For my next read I was at the mercy of the book exchange at Wayalailai. There really were only three or so books in English (the others were in German or Hebrew). Burning Glassby Kathryn Purdie was one of the options and I went with it because the cover had seen better days so I thought this meant it was read many times.
The book has a bit of a fantasy feel as it takes place in a made up kingdom and the main character has a special ability. There’s of course some romance and a blossoming love triangle between royal brothers.
The book was well written, but it just really wasn’t my cup of tea. I think it’s meant to be for the younger crowd. However, I’m not one to not finish a book and so I muddled through trying to wrap up the story. With about 15 pages left I turned to the back and saw that this book has a sequel and is part of a new trilogy…ugh! I’ll finish a book when it’s hand, but I don’t feel the need to finish the trilogy.
This book is definitely for younger readers so I wouldn’t recommend it to one of my friends or for a book club.
“Sonya was born with the rare gift to feel what those around her feel—both physically and emotionally—a gift she’s kept hidden from the empire for seventeen long years. After a reckless mistake wipes out all the other girls with similar abilities, Sonya is hauled off to the palace and forced to serve the emperor as his sovereign Auraseer.
Tasked with sensing the intentions of would-be assassins, Sonya is under constant pressure to protect the emperor.

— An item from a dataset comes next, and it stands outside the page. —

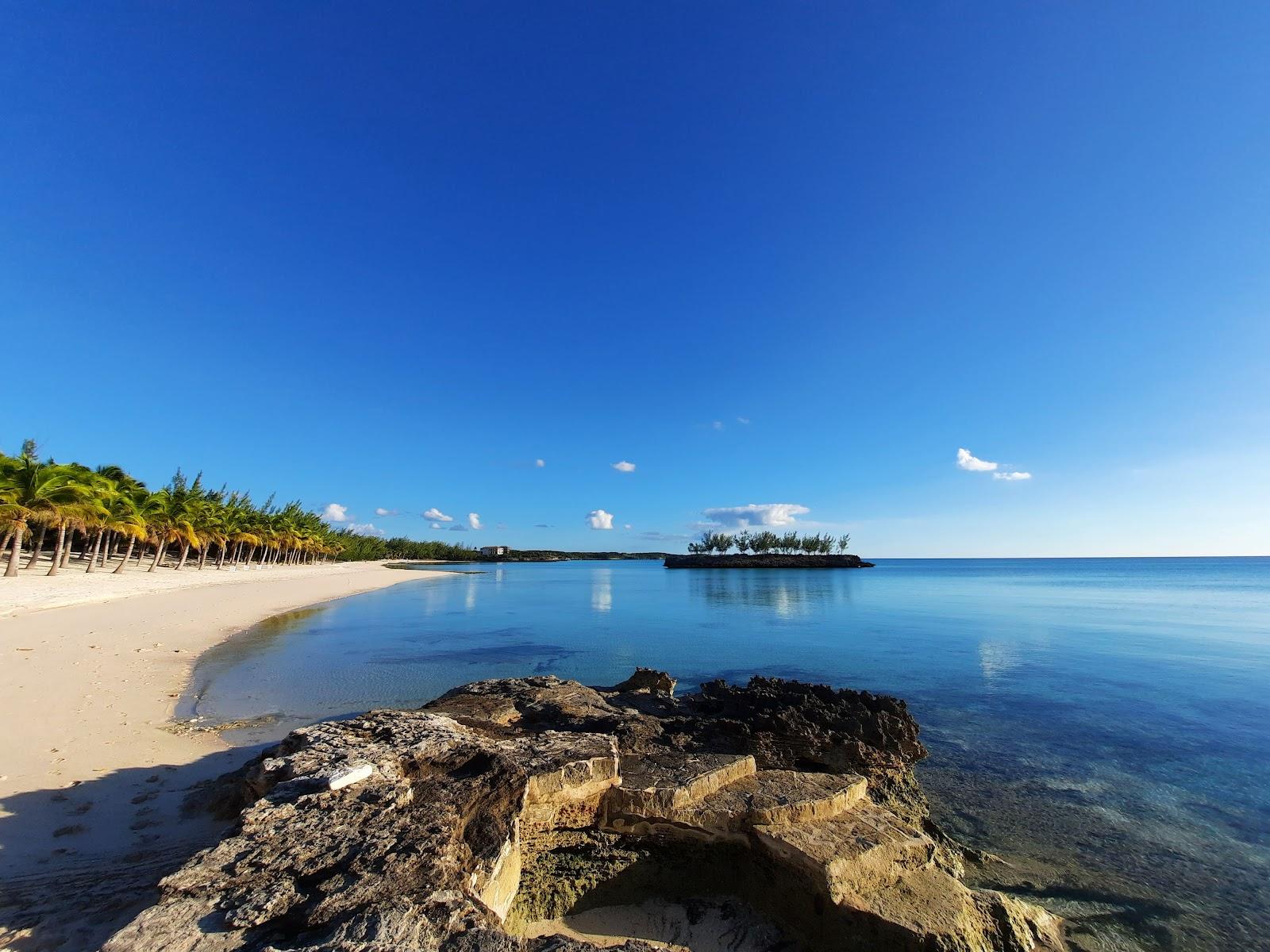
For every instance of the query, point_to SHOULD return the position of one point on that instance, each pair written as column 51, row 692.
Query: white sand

But Sonya’s power is untamed and reckless, and she can’t always decipher when other people’s impulses end and her own begin. In a palace full of warring emotions and looming darkness, Sonya fears that the biggest danger to the empire may be herself.
As she struggles to wrangle her abilities, Sonya seeks refuge in her tenuous alliances with the charming-yet-volatile Emperor Valko and his idealistic younger brother, Anton, the crown prince. But when threats of revolution pit the two brothers against each other, Sonya must choose which brother to trust—and which to betray.”